Resilience ensures that when the network connection to a unit is interrupted and then reconnected, the service is not interrupted within a reasonable timeframe.
Some Hardware Security Module (HSM) models offer failover or resilience of varying degrees. For detail on the exact make and models and the features that they offer, consult your HSM manual, or contact the manufacturer. The HSMs described in the following sections have been tested with Red Hat Certificate System.
8.7.1. nCipher nShield HSM
With nShield Connect 6000, failover has been tested in the scenario where there are two HSM modules, nShield1, and nShield2, both running and configured for failover.
If one of nShield units goes down, the other exhibits ability to continue the provision of cryptographic services to Certificate System with no known issues, without restarting of the RHCS instance.
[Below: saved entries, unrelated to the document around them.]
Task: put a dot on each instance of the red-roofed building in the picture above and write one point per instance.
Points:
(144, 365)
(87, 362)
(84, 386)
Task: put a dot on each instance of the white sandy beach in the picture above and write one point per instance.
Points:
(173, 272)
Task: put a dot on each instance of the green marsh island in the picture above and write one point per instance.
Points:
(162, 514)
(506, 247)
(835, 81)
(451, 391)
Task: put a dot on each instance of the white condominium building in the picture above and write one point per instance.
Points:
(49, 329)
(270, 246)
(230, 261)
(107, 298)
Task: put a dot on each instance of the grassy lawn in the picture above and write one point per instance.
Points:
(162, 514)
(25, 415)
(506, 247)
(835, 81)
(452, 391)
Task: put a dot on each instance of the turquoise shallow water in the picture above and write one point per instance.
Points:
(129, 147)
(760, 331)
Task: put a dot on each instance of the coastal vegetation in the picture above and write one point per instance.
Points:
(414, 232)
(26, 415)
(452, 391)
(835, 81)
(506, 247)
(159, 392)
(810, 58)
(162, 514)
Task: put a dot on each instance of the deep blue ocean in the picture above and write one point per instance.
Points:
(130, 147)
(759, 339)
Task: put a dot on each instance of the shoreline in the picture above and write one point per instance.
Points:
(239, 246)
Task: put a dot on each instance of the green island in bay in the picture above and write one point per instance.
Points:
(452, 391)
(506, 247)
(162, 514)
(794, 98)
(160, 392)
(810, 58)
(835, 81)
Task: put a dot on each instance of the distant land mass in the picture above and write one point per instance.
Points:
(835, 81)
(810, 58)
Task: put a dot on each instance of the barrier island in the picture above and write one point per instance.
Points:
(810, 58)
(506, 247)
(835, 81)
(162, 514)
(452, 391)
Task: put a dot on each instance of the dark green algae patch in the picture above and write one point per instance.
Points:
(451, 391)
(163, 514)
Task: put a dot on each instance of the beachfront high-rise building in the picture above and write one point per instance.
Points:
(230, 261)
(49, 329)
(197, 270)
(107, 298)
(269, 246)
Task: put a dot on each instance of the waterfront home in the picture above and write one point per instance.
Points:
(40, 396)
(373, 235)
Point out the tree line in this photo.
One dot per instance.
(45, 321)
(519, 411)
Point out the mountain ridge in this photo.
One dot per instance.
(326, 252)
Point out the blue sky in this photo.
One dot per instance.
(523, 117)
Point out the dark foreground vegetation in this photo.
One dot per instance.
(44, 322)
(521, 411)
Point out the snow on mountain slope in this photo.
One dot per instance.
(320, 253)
When the above situation happens (one HSM unit goes down), the administrator is expected to schedule a downtime for all the connected Certificate System instances and fix the down hsm unit and bring it back up and restart the instances. This means that if one unit goes down, Certificate System is expected to continue functioning; however, if the down hsm is brought back up without restarting the instances, the newly brought up HSM unit is not expected to be part of the failover scheme as originally planned.
With nShield Connect 6000, testing has shown that when the network cable is pulled off the HSM unit, and replugged in within up to 90 minutes, the service continues. There is no data for any time period longer than 90 minutes.
8.7.2. Gemalto Safenet LunaSA HSM
The Gemalto Safenet LunaSA Cloning model offers Failover. However, we have no data on this model.